Talking about aloneness, Charlie Tremendous Jones said: “We grow alone… Nobody grows or dies for another.” Still on aloneness, he asked satirically: “Have you ever seen a monument in a park that is dedicated to a committee?” Based on Charlie Tremendous Jones’ comments, one is bound to ask: Where did we get this idea of waiting for others to act on issues we can act on? Quite to the contrary, evildoers recognize the power of an individual. That’s why they wreck havoc independent of one another. Their independent mindedness is the main reason behind the success of suicide bombing, for instance.
History is filled with individuals who, in the face of obvious threats to their lives, made a difference in their chosen endeavours. People like Nelson Mandela, Mother Theresa, Rosa Park, Martin Luther King Jr., and many others readily come to mind. As they say, every big successful corporation, and, I add, unforgettable accomplishment, are traceable to an individual.

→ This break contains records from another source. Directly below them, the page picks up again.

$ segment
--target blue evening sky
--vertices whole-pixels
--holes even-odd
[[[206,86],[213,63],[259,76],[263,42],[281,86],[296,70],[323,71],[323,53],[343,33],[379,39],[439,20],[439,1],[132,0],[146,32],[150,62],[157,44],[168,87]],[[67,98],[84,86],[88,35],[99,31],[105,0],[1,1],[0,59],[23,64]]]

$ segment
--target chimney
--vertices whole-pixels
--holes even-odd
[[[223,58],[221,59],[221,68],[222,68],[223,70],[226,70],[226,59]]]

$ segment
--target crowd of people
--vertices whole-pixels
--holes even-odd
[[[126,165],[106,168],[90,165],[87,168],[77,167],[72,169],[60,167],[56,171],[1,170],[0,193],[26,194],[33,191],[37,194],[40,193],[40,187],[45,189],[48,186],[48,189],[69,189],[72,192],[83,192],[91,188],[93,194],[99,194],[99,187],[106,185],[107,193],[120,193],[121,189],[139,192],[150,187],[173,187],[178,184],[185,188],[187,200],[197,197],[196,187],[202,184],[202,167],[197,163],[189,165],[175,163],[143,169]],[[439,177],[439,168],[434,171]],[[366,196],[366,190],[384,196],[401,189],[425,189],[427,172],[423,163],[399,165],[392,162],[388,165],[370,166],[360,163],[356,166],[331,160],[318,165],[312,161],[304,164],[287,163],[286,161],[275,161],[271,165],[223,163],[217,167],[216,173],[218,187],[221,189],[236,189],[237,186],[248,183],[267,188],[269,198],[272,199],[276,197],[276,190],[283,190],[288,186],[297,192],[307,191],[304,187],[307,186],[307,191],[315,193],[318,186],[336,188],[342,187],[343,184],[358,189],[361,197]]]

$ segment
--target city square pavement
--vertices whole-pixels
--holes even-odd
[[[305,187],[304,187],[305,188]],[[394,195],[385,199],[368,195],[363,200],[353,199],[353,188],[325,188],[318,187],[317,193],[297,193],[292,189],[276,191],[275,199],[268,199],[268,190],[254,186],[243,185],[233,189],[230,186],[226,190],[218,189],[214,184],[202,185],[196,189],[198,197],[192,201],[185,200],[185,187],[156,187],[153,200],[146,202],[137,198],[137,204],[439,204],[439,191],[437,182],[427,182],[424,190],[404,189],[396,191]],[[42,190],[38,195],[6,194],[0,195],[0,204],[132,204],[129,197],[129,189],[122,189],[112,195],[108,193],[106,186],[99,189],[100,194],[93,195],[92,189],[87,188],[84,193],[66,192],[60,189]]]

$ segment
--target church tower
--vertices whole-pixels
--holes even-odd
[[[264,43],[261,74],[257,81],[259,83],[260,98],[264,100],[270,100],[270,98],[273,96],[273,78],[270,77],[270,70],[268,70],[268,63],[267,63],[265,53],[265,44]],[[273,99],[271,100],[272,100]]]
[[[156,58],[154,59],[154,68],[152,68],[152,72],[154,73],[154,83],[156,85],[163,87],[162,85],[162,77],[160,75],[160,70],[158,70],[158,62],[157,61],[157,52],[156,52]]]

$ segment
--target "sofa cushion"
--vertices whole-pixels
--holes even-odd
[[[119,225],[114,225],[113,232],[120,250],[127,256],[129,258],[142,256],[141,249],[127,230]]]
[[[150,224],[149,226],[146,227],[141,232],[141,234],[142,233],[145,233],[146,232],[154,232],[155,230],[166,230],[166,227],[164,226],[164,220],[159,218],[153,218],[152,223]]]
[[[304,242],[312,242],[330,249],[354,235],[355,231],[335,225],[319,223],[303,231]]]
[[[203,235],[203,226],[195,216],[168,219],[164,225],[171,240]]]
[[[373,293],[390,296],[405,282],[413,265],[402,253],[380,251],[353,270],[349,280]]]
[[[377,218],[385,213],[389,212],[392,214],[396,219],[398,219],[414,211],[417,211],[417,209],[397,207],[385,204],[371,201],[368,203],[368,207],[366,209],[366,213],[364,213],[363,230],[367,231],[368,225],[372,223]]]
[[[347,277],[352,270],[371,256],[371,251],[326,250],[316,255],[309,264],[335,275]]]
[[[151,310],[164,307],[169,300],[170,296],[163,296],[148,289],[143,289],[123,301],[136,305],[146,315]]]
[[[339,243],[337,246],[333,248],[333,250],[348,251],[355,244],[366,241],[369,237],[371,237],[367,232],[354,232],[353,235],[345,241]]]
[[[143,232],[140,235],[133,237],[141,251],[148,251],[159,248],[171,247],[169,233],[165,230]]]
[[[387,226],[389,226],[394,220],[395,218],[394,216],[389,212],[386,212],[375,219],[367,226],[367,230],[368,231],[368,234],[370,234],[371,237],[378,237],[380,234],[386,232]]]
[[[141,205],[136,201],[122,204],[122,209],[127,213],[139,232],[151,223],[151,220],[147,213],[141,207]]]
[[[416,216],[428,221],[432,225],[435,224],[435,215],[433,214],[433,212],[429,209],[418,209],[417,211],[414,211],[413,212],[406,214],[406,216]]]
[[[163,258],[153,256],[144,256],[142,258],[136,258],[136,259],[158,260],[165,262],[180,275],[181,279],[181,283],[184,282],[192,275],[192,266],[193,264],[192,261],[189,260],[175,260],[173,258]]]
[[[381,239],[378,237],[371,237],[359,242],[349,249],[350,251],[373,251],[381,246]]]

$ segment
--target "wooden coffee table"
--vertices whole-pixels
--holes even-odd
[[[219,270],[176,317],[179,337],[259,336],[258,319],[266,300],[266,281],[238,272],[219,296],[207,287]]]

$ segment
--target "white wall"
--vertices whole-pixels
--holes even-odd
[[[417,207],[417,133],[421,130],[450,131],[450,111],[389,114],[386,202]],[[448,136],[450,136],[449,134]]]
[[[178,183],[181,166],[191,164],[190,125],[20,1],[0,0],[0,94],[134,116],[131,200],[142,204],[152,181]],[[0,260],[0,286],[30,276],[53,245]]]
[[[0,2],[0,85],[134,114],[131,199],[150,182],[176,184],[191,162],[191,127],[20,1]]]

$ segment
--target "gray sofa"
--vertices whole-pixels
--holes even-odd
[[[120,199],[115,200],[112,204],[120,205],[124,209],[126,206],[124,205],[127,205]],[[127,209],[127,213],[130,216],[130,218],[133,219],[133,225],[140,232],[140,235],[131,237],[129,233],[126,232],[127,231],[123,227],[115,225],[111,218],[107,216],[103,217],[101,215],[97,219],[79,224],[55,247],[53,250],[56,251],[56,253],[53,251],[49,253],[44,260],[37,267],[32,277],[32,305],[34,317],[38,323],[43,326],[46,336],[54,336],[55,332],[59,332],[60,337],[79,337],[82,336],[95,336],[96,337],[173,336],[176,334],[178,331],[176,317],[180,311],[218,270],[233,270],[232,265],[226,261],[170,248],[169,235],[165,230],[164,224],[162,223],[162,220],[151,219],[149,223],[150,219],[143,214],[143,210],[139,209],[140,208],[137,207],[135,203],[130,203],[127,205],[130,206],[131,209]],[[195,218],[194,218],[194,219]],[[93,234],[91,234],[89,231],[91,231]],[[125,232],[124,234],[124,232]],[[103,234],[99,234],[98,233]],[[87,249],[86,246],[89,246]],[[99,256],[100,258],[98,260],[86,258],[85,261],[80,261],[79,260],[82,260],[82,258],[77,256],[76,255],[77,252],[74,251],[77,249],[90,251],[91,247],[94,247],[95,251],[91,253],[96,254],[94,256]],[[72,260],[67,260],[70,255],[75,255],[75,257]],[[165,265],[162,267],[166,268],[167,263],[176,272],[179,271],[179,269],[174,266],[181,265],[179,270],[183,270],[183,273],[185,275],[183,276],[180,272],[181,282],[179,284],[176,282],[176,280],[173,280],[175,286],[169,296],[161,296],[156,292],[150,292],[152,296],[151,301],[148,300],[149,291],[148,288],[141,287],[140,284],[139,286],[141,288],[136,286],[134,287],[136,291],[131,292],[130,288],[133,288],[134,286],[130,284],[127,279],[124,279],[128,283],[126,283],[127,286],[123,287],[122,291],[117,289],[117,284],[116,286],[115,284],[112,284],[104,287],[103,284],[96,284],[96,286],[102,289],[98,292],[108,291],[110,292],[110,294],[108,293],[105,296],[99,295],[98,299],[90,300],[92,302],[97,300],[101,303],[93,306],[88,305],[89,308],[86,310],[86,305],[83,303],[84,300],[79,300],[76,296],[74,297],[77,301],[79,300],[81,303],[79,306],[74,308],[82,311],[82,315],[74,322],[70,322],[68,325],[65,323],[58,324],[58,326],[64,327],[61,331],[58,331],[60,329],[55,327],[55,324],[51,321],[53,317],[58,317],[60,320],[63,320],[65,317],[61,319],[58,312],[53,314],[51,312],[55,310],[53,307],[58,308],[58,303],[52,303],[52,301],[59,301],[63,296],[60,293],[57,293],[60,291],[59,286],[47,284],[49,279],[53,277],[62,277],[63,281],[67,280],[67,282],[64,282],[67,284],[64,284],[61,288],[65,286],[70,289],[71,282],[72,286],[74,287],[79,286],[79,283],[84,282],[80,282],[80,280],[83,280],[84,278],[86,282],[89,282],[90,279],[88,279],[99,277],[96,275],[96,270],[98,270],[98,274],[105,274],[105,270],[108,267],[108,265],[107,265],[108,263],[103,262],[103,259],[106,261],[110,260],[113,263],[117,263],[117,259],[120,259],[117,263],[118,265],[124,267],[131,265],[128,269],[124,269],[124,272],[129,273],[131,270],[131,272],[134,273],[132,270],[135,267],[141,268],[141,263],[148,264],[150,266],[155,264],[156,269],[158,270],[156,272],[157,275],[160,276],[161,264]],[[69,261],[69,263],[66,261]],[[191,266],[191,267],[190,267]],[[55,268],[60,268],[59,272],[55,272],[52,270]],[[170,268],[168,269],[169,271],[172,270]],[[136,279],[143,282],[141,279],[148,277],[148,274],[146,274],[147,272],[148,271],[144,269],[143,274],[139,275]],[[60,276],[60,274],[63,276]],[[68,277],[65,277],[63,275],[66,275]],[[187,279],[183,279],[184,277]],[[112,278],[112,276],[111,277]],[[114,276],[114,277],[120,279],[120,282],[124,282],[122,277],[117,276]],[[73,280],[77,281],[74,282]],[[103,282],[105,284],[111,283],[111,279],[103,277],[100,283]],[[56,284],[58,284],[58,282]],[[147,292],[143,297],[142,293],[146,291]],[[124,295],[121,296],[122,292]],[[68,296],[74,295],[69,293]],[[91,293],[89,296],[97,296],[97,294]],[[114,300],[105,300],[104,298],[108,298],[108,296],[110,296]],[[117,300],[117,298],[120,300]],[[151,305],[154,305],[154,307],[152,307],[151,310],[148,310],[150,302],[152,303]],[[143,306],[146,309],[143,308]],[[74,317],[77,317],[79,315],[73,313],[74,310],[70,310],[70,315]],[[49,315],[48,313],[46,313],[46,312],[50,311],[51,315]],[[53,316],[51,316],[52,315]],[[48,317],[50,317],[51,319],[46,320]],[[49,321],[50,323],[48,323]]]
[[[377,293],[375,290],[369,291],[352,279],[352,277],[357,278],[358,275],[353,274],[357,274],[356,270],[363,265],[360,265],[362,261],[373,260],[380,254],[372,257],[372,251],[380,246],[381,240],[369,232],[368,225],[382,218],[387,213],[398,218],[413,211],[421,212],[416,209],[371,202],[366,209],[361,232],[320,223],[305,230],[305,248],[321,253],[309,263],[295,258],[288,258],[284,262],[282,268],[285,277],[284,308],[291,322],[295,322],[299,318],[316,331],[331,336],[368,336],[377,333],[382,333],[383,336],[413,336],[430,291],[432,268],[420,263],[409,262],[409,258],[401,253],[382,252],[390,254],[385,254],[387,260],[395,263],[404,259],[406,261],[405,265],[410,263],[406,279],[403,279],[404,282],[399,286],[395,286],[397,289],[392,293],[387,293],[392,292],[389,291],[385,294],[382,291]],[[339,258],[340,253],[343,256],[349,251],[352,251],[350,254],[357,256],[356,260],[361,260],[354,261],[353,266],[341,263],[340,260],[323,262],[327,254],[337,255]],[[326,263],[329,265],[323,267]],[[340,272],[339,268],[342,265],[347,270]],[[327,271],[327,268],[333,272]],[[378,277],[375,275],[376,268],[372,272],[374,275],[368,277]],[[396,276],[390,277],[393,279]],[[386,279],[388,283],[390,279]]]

What’s more? The saying that “If you want to kill an idea, set up a committee” is very true.
The Scripture makes us understand that sin came into the world through one man (Adam) and in the same vein salvation came through another man (Christ Jesus). In effect, the two major changes in the course of humanity were brought about by one person in each case. I suppose we all take a cue from our creator – God. Throughout the Scripture, God is always looking for a man (not men) through whom He will perform His mighty acts. Noah, Abraham, Moses, Joshua, not to mention the judges were all individuals God used at different times. At a time the stench of the wicked acts of Israel’s leaders got to God, He waited for someone to rise and plead for His mercy so that He would not visit the sins of the people with indignation. Unfortunately, God found no one. In Ezekiel 22 verse 30, we read: “…I sought for a man among them who would make a wall, and stand in the gap before Me on behalf of the land, that I should not destroy it; but I found no one.” God is still looking for a man. The question is: Would God find that man or woman in you?
The main thrust of this article is to make you and I realize that God has given us all things that pertain to life and godliness. It’s now left to us to discover our gifts and use them to be a blessing to humanity. It’s high time we stopped waiting for someone to come and turn us on, bearing in mind that that someone may never show up.
Discover your life’s purpose and start fulfilling it! The time is now. Tomorrow may be too late.